Definisi tersebut terkesan sama dengan definisi dari filsafat secara umum. Namun, Steiner menekankan bahwa Antroposofi merupakan bagian suatu ilmu tentang manusia. Antroposofi mengkaji hal yang terlihat (fenomena), maupun yang secara fisik tidak terlihat, seperti ruh dan jiwa manusia. Implikasinya, antroposofi memberikan pengetahuan pada nilai-nilai spiritual dan sosial dalam kemanusiaan.

Steiner membangun antroposofi dengan harapan agar Antroposofi mampu membimbing manusia memahami kehidupan spiritual yang sesungguhnya (Steiner, 1995a). Spiritual tidak hanya mengkaji hal yang bersifat keimanan, seperti spiritual dalam perspektif keagamaan. Namun, mencakup hal tentang kehendak dan perasaan.

Walapun menganggap Antroposofi mengesankan, McGrath dan Aulthaus (Uhrmacher, 1995) menyatakan bahwa pemikiran Steiner dalam Antroposofi hanya merupakan campuran berbagai aliran dan keyakinan, antara lain romantisme, kristian, spiritual masyarakat Timur, dan bangsa-bangsa lainnya, serta merupakan sintesis dari indic (ajaran/kepercayaan di India), gnostik, dan elemen-elemen mistis.

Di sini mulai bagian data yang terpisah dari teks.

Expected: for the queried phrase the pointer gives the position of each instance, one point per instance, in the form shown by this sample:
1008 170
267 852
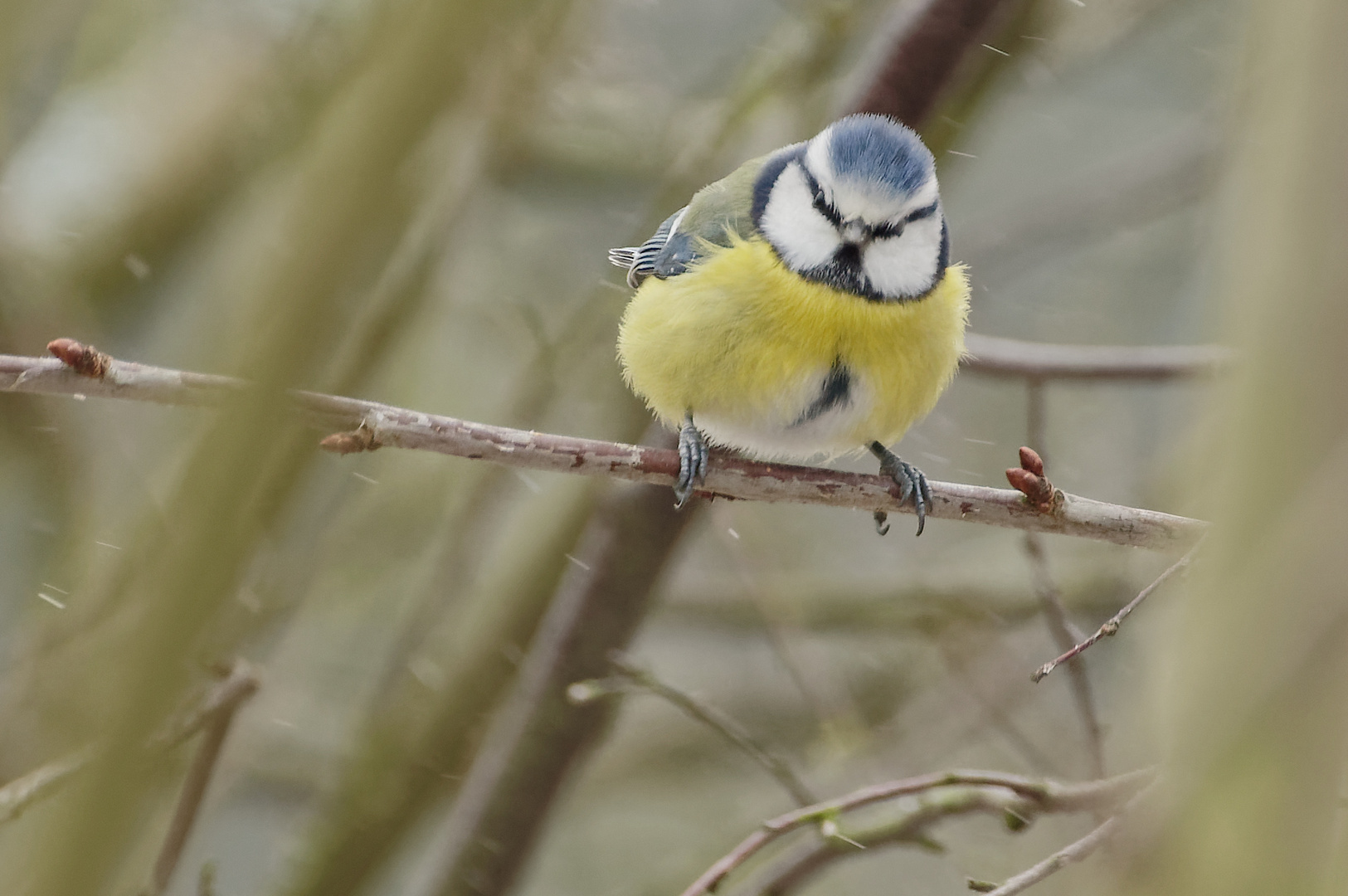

Amrine (2011) menyanggah bahwa Antroposofi tidak dilandasi atau direduksi dari tradisi religius. Antroposofi menurutnya berakar dari para filsuf idealisme, seperti Schiller, Hegel, Fichte, dan Goethe. Antroposofi tidak memiliki kecenderungan pada ajaran religius tertentu, sehingga Pendidikan Waldorf diyakini dapat diterapkan dalam berbagai konteks budaya dan agama.

Ruang Lingkup Antroposofi

Steiner (1995a) menyatakan bahwa Antroposofi dikembangkan karena adanya kebutuhan untuk memahami manusia secara holistik, dari esensi fisik, emosi, dan mental. Antroposofi berusaha untuk melengkapi pemahaman manusia tentang manusia.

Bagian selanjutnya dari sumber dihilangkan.